Which systems are dumb? DWDM is considered the epitome of technology.
”To make DWDM systems today is hard. When I say dumb, I look at it from a service provider’s viewpoint. He gets a box that he can use to throw a lot of bandwidth at a given customer. To think that this is enough to win is mistaken, because his competitor can also take the same box.”
So what is the trick here?
”To buy simply and quickly service packages tailored to the customer’s requirements, while adapting the network to the level of service that the customer wants.”
Let’s make sure we know what we are talking about: Chromatis’s system, for example, which Lucent bought for billions, Netro’s and Floware Wireless Systems (Nasdaq: FLRE)’s wireless access systems, and ECI Telecom (Nasdaq: ECIL)’s XDM optical system for metropolitan areas. All these systems you classify as dumb, destined to disappear?
”These systems will at some stage disappear or be upgraded to the level of using one architecture, rather than several architectures in the same box. They lack several basic functions that will be necessary in the future.”
Got any other cows?
”Another cow I think is will either be slaughtered or die a natural death is the idea of being ‘always on’, without having to dial. It doesn’t hold water.”
You really surprise me. What could be better than being always on?
”I’ll give you examples from two ends of the web. First, let’s say I’m an Israeli high tech employee living in the US, whose family is in Israel. Ideally, I would want a video camera at in my house and at home in Israel and transmit two Mbps from Israel to the US in real time and have the service all the time. It is clear to any knowledgeable person that if everyone with ADSL at home does this, either every service provider in the world will go bankrupt, because it will cost several times the revenue it produces, or prices will rise accordingly, in which case no one will want ADSL. Another possibility is a concept called service level agreement (SLA). This is an agreement for a minimal bandwidth and QoS. What is being done today is to entice the public into seeing how good bandwidth is, then take it away from them.
”On the other hand, always on presents a great security problem. The computer is always turned on and online; you can always enter your computer. It is out of the question for everyone to buy a system from Check Point (Nasdaq: CHKP). If the service providers don’t come up with an answer for security at the network level, the always on bubble will soon blow up in their faces."
I have a question of great current interest. Last week, a meeting was held at the Government Companies Authority between the Authority heads and the Merrill Lynch investment bank advisors for the privatization of Bezeq. Merrill Lynch examined the global communications market and the situation in Israel and recommended proceeding with the sale of the Bezeq controlling interest, rather than waiting for improvement of the security situation and the global capital market. Do you think that foreign investors will come to acquire the controlling interest in Bezeq in the current situation?

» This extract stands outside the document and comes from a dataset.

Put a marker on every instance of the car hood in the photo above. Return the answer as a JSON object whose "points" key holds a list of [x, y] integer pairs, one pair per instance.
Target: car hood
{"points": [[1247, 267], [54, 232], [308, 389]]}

”Yes, but I want to qualify my answer. I think that Bezeq is a company with good technology – really good technology. The problem is that the world has changed from the days of workers committees and the Histadrut and has become competitive. For that reason, I think the investors will regard Bezeq as a good technology asset, provided they overcome the problem of organizational culture and manage to impart the understanding that things must be done globally. There must be strategic cooperation through an exchange of holdings – it can be a wonderful deal for both sides.